Trump tax law to add $3.4 trillion to US deficits, CBO says
Published in News & Features
WASHINGTON — President Donald Trump’s recently enacted tax and spending law will add $3.4 trillion to U.S. deficits over a decade and leave millions without health care coverage, according to a new estimate from the nonpartisan Congressional Budget Office.
The CBO score for the law, released Monday, reflects a $4.5 trillion decrease in revenues and a $1.1 trillion decline in spending through 2034, relative to a current-law baseline. The new analysis doesn’t incorporate so-called dynamic effects, such as the impact on growth or interest rates over time that the legislation’s measures might have.
Trump signed the “One Big Beautiful Bill” into law July 4 after months of negotiations with congressional Republicans. Encompassing much of Trump’s economic agenda, it permanently extends his 2017 income-tax cuts and some breaks for businesses, lifts the cap on federal deductions for state and local taxes and eliminates taxes on tips and overtime on a temporary basis, among other provisions.
Passage of the law triggered warnings from some economists and investors about a widening of America’s budget shortfall — already large by historical standards — that could push borrowing costs and inflation up. The Trump administration points to record collections from the tariffs he’s imposed on most U.S. imports this year, saying that revenue will help fill the gap.
A number of spending cuts were included in the tax law in an effort to reduce deficits and offset the cost, including to Medicaid, which provides health insurance for low-income people.
New work requirements for recipients of Medicaid under the age of 65, are set to begin by the end of 2026. The law also limits states’ ability to tax health care providers to help fund the program. Provisions in the law will result in 10 million Americans losing health insurance by 2034, according to the CBO analysis.

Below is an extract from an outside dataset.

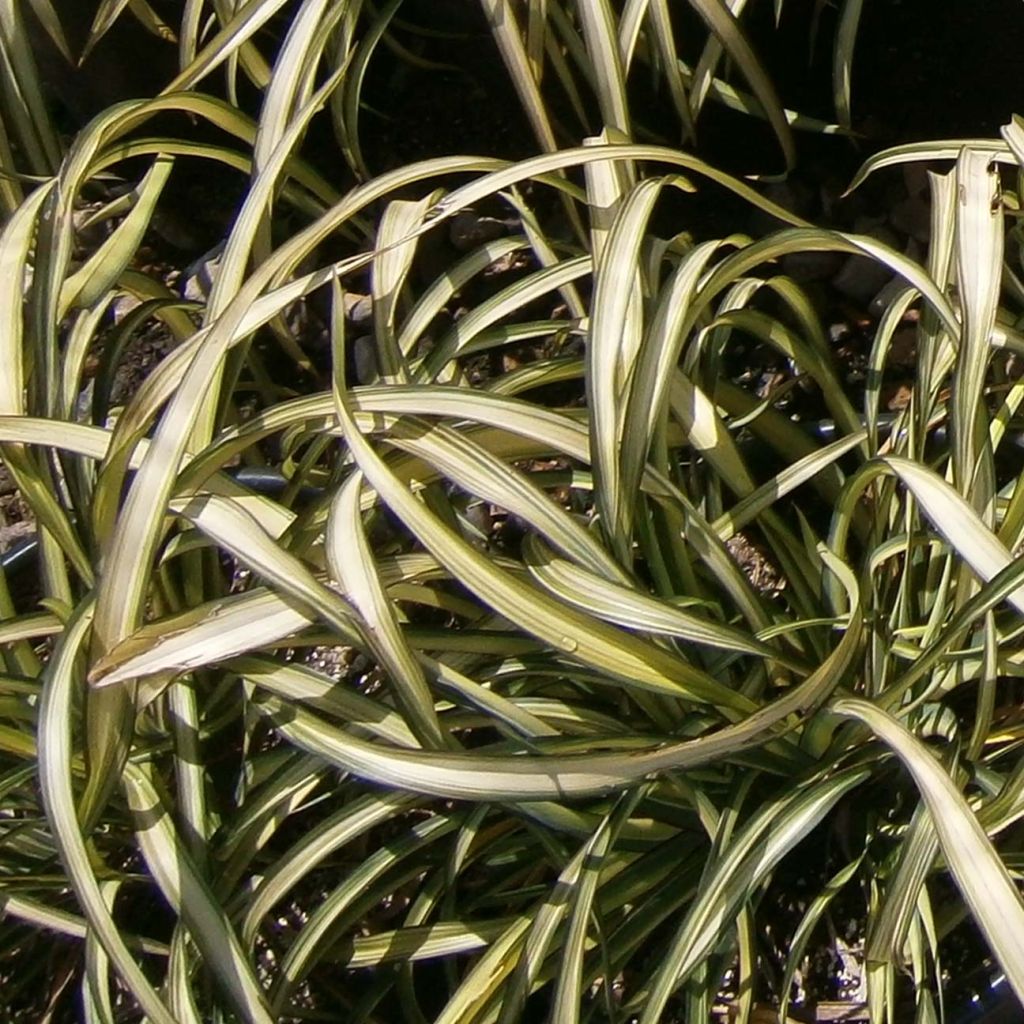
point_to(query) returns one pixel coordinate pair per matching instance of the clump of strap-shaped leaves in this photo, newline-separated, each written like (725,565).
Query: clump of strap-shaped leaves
(573,66)
(583,758)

The potential loss of health insurance coverage comes as rising prices due to tariffs already threaten to create increased economic hardship for low-income families. June inflation data showed some signs of the levies’ impact on costs and economists expect prices to continue to rise over the summer. This would disproportionately impact low-income Americans as they tend to spend a larger share of their income on necessities, such as food.
At the request of Senate Republicans, the bill was also scored separately relative to a current policy baseline. On that basis it would reduce deficits by $366 billion over a decade, with revenues falling $849 billion in the period — about one-fifth of the drop recorded in the conventional scoring. Lawmakers used this accounting maneuver to count the permanent extension of the 2017 income-tax cuts as costing nothing.